Movin' Shadow

Partyscene Redactie | 16 juni 2001
headlines




De Supperclub staat bekend om zijn vooruitstrevende, innoverende karakter en open filosofie. Martin Doderer, portier van de internationaal befaamde lounge is dus niet zomaar ‘de man aan de deur’ maar de eerste kennismaking van de bezoeker met het karakter en de filosofie van de lounge.

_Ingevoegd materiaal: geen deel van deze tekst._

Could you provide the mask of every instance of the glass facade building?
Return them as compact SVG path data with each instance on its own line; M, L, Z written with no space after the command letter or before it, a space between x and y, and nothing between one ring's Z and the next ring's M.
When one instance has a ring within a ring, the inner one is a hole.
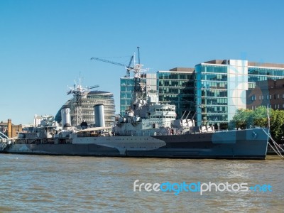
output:
M180 119L185 111L191 111L189 118L195 114L194 77L193 68L177 67L157 72L159 100L175 105L177 119Z
M146 83L144 89L146 92L157 90L155 74L143 74L141 81ZM125 115L125 111L129 109L131 104L134 84L134 77L124 77L120 78L120 114L122 116Z
M246 107L246 91L259 81L284 77L283 65L247 60L212 60L195 66L197 125L226 124L238 109Z
M134 77L120 78L120 114L124 116L125 111L129 108L134 91Z

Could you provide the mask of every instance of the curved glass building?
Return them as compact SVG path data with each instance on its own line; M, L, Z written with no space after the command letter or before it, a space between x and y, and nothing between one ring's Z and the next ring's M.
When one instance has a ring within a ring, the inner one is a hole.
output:
M109 92L90 91L82 97L82 116L88 125L94 124L94 106L104 104L105 125L110 126L114 123L115 104L114 94ZM73 97L68 100L58 111L55 116L55 121L61 122L61 109L70 108L71 125L76 126L76 97Z

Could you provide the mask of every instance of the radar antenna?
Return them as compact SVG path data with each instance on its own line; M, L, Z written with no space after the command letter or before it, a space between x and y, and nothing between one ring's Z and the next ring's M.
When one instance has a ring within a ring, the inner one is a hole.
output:
M69 87L70 90L67 92L67 94L72 94L75 98L75 113L73 119L72 120L72 125L80 128L81 123L82 122L82 97L86 95L92 89L99 87L99 85L94 85L92 87L83 87L81 84L81 77L79 78L79 84L75 81L73 87Z

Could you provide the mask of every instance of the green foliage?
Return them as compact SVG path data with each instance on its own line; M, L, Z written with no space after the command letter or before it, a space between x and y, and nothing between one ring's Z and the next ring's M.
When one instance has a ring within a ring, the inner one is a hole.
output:
M284 111L272 110L271 116L271 133L276 141L284 136Z
M280 141L284 136L284 111L269 109L271 133L273 138ZM238 109L229 123L231 128L248 129L252 126L268 127L268 118L267 108L258 106L255 111L251 109Z

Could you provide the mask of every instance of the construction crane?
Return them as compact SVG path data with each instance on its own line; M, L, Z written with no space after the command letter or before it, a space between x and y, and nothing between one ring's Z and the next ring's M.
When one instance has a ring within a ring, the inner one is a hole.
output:
M81 123L83 121L82 113L82 97L83 95L87 94L90 89L99 87L99 85L94 85L92 87L87 87L84 88L81 84L81 78L79 78L79 84L75 82L74 87L69 87L70 90L67 92L67 94L72 94L75 97L75 120L72 122L72 125L75 125L77 128L80 127Z
M91 58L91 60L97 60L105 62L107 62L107 63L110 63L110 64L113 64L113 65L124 67L126 69L126 77L130 77L130 70L133 69L133 67L132 67L131 66L133 58L134 58L134 55L131 55L131 57L130 58L130 61L129 61L129 65L124 65L124 64L121 64L121 63L119 63L119 62L113 62L113 61L110 61L110 60L105 60L105 59L100 58L94 58L94 57L93 57L93 58Z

Met zijn vijftien jaar aan ervaring heeft Martin Doderer een ruime kijk op het nachtleven gekregen. Al eerder was hij portier bij de Ministry in Amsterdam maar bij de Supperclub heeft hij na 15 jaar eindelijk zijn plek gevonden. “Ik wil hier het liefst tot mijn pensioen werken. Het is heerlijk om ’s nachts te kunnen werken en daarna de hele middag vrij te hebben. Voor een portier is de Supperclub een ideale plek om te werken. Het is een grote familie met een mooie filosofie. Ik ben niet alleen een portier maar bij afwezigheid van de Supperclub gastheren neem ik ook deze functie over. Ook heerst er in de Supperclub een relaxte sfeer, er zijn praktisch nooit problemen.

In de club zijn er dan ook voornamelijk leuke, gezellige mensen te vinden. Dit heeft twee oorzaken, allereerst komt het natuurlijk door de locatie van de Supperclub. Gelegen in een steegje is dit geen plek waar je toevallig bij een avondje stappen langskomt. Mensen komen uit binnen -en buitenland speciaal naar Amsterdam om een avond in de Supperclub mee te maken. Zo is de Supperclub vooral in Engeland zeer populair. Daarnaast pas ik natuurlijk zelf een strenge selectie toe. Voor 12-en komt elke bezoeker erin waarvan ik denk dat deze binnen de sfeer van de club valt. Na 12-en komen er alleen Supperclub members binnen en bezoekers die op de gastenlijst staan.”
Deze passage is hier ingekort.